アフリカ発!Breaking News

writer : flynn

【アフリカ発!Breaking News】W杯終了後に”よみがえるアノ恐怖”。すでに数百名のジンバブエ人、南アを脱出。(南ア)

11日にW杯が終了すると、国のお祭りムードもおしまい、”通常の生活”へと戻っていくことになるであろう南アフリカ。ゼノフォビア(外国人排斥)の過激化を恐れたジンバブエ人数百名は、W杯が終わる前に南アフリカを脱出することにした。

ケープタウンから出るトラックに家財道具を詰め込み、数十名が乗り込んだ。小さい少女は人形を抱きしめ、寒い中、出発を待っている。彼らはワールドカップが終わった後、ゼノフォビアが激化するのを恐れて南アフリカを脱出する決意をした。

ワールドカップ関連の仕事にありつけた南アフリカ人が再び無職となったとき、その矛先は明らかに「仕事のある外国人」に向けられるからだ。2008年にジンバブエ人をはじめとする黒人外国人を対象にしたゼノフォビアがケープタウンで勃発、家を焼かれて命からがら逃げ出した人や、家財道具全てを盗られた人、殺された人などを合わせると、数百名にも上る。
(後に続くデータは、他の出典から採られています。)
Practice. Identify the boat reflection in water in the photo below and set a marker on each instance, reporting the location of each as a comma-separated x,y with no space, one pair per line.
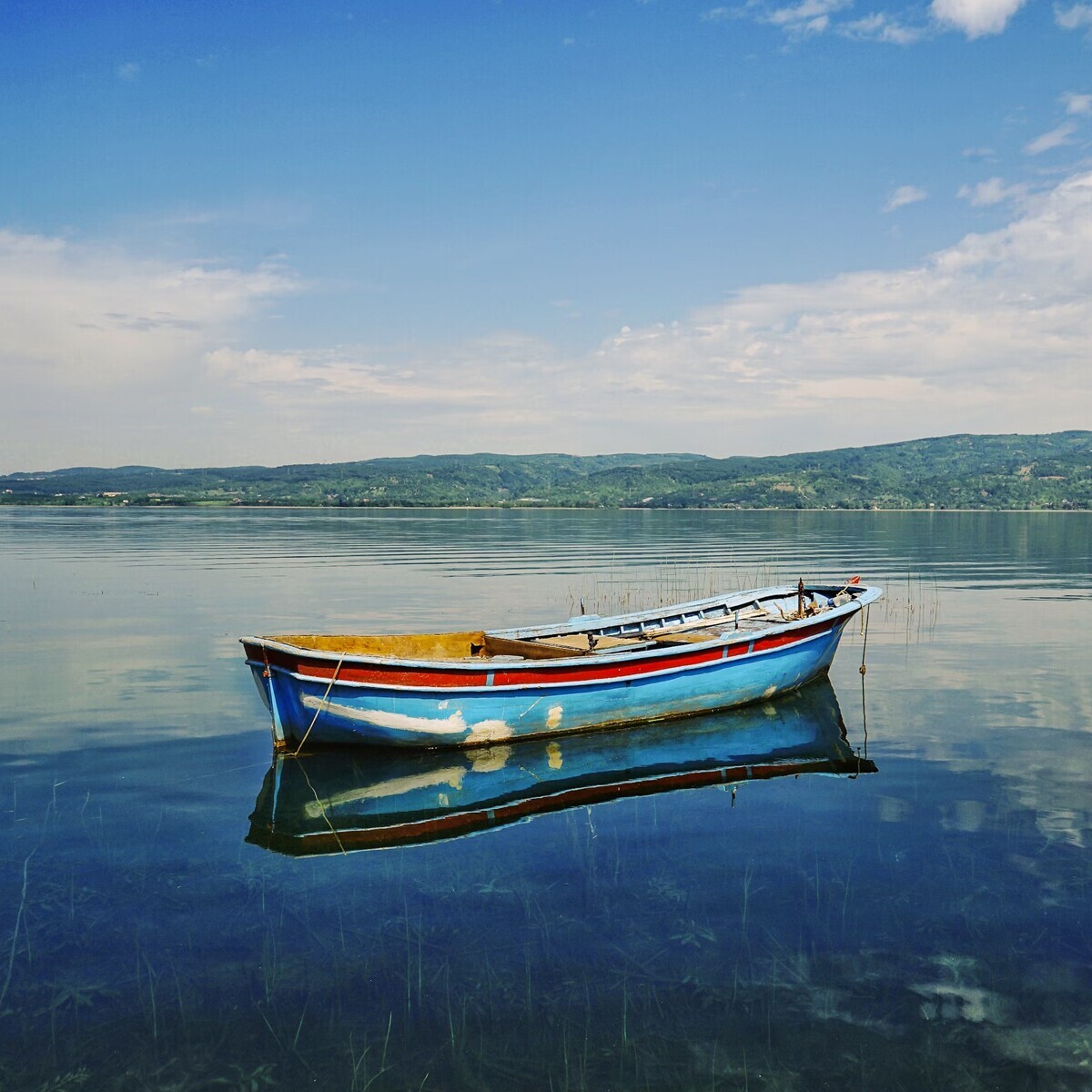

ここ最近では、男性(27)が動いている電車から駅のホームに落とされて、命は取り留めたものの足首を骨折、頭を強く打った。しかし警察は電車から落ちたものとして事件にしなかった。彼は電車に乗って帰宅する途中で、数名の男女に囲まれて『自分の国の問題は自分の国で解決しろ。南アフリカから出て行け』と脅された。そして、こじ開けた電車のドアから放り投げられた。怪我をした体で這いずるように次の電車に乗り込み、下車後に鉄道警察へ通報、病院へと搬送された。鉄道警察が電車から落ちたという事故で報告していたため、警察では事件にしなかった。
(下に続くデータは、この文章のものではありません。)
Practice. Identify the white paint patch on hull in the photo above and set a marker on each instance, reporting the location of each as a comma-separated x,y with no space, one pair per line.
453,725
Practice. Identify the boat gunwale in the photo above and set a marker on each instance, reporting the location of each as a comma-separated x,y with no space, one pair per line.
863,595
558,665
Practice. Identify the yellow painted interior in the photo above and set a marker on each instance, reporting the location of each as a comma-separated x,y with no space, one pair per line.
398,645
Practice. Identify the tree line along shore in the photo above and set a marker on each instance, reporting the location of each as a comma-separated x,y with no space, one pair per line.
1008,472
またある一家は、『ワールドカップが終わったらお前の家を燃やす』と近所の人から脅され、ジンバブエに帰ることを決意した。ケープタウンからヨハネスブルグまで行くのに一番安いのがトラックで、1人100~200ランド。そこからバスでジンバブエへといくそうだ。ただしトラックが来るまで数日間待たなければならない時もあり、寒空の下で眠る日々が続いている人もいる。

ソマリア人のショップオーナーは、近所の人が『外国人攻撃』について話し合っているのを聞いたという。そのため、店の品を補充することを一時中止した。賃貸している人々は、家の所有者から「ゼノフォビアで家を壊されたくない」と、出て行くように言われた。

ワールドカップ終了と共に、命の危険が迫っている。ゼノフォビアが起こらないことを祈る。